Cena aberta de consumo de drogas no centro de São Paulo migra da Praça Julio Prestes para a Praça Princesa Isabel, distante 450 metros, mas população de rua segue esquecida pelas políticas públicas
― Moça, qual o seu nome?
― É Jeniffer.
― Então começamos bem porque é o nome da minha filha, que é um dos meus amores, fez 18 anos faz uns meses. ― responde com um sorriso R., de 33 anos. Negra, cabelos curtos, descalça, com shorts cinza, duas camisetas de manga curta e boné virado para trás, ela me autoriza a identificá-la e tratá-la no feminino, mas ao final da nossa conversa, confessa que gostaria de fazer a transição de gênero. “Eu queria ser homem, não sei se o Thammy [Miranda, vereador trans pelo PL em São Paulo] já se arrependeu alguma vez, mas se eu tivesse um nome seria Juninho”, conta ao lembrar do personagem Juninho Play, interpretado pela atriz Samantha Schmütz, e com quem é fisicamente parecido. Por isso, vou chamar R. de Juninho.
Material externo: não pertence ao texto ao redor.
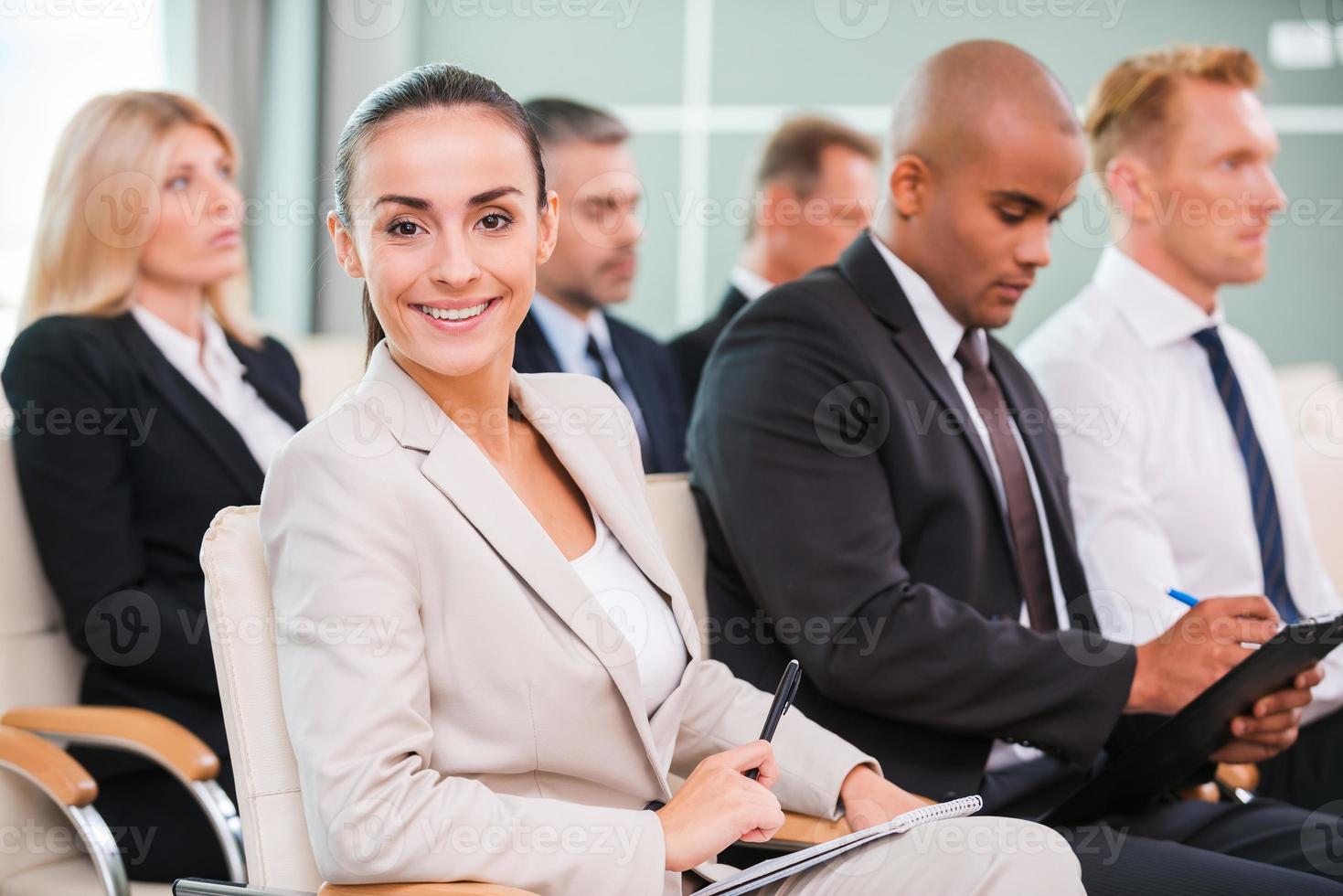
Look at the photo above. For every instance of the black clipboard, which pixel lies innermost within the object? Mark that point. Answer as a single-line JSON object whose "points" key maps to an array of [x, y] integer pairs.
{"points": [[1174, 750]]}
Ele estava sentado em um banco na Praça Princesa Isabel, entre uma quadra fechada e um parque infantil e uma base da Polícia Militar, no centro da capital paulista. O espaço começou abrigar diversas barracas de pessoas em situação de rua no início da pandemia, em abril de 2020, e nesta semana passou a ser foco da imprensa quando o fluxo, como é conhecido o espaço de comércio e uso de drogas na região conhecida pejorativamente como “Cracolândia”*, migrou dos entornos da Praça Julio Prestes, que já era chamada de Praça do Cachimbo por quem frequentava. A distância entre as duas praças é de cerca de 450 metros.
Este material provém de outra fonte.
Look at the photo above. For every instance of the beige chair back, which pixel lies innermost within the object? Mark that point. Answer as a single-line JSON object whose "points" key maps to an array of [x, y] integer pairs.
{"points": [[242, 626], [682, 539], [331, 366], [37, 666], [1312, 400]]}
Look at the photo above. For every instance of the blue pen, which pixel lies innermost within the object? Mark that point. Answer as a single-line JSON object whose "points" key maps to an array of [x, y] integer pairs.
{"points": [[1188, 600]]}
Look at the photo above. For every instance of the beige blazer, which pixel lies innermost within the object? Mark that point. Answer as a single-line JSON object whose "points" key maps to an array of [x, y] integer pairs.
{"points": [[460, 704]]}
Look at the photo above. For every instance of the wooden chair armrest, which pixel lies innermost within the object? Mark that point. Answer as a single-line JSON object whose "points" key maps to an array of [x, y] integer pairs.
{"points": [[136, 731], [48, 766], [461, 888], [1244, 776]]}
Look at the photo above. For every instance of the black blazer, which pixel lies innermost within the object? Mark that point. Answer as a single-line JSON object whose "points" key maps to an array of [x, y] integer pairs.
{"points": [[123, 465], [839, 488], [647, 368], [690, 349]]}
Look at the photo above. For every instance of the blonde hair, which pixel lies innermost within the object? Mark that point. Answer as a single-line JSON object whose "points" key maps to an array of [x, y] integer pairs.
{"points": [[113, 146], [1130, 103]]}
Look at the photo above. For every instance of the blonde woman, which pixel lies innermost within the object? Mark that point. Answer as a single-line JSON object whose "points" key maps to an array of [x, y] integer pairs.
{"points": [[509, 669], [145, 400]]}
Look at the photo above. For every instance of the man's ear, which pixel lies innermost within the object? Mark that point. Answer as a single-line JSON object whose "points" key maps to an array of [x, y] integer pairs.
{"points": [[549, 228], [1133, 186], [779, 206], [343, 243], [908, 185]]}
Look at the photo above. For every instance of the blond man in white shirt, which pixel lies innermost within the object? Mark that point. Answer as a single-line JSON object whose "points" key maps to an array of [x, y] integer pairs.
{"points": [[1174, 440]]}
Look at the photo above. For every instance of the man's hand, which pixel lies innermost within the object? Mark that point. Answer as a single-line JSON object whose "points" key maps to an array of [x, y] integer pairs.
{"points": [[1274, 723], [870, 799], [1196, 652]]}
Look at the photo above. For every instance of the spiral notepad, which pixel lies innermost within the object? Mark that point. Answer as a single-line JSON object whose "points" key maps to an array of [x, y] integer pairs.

Uma comerciante de 62 anos, dona de uma lanchonete na Rua Helvétia há 34 anos, um dos locais que concentrava o fluxo, disse que percebeu o esvaziamento no sábado de manhã (19/3). “Os usuários saíram de madrugada porque eu cheguei para abrir [o comércio] às 5h e já não tinha mais ninguém, foram todos para a Princesa Isabel”, lembra. “Daí o governador apareceu aqui mais tarde, não falou com ninguém e entrou no hospital. Até acharam que o povo tinha saído por isso, mas não, não teve uma viatura, nem os policiais daqui da base entenderam o que estava acontecendo”, relatou. O hospital que ela se refere é o Pérola Byington, cujas obras, que fazem parte de uma Parceria Público-Privada e ocupam uma quadra inteira, estão quase finalizadas e com previsão de inauguração no segundo semestre deste ano.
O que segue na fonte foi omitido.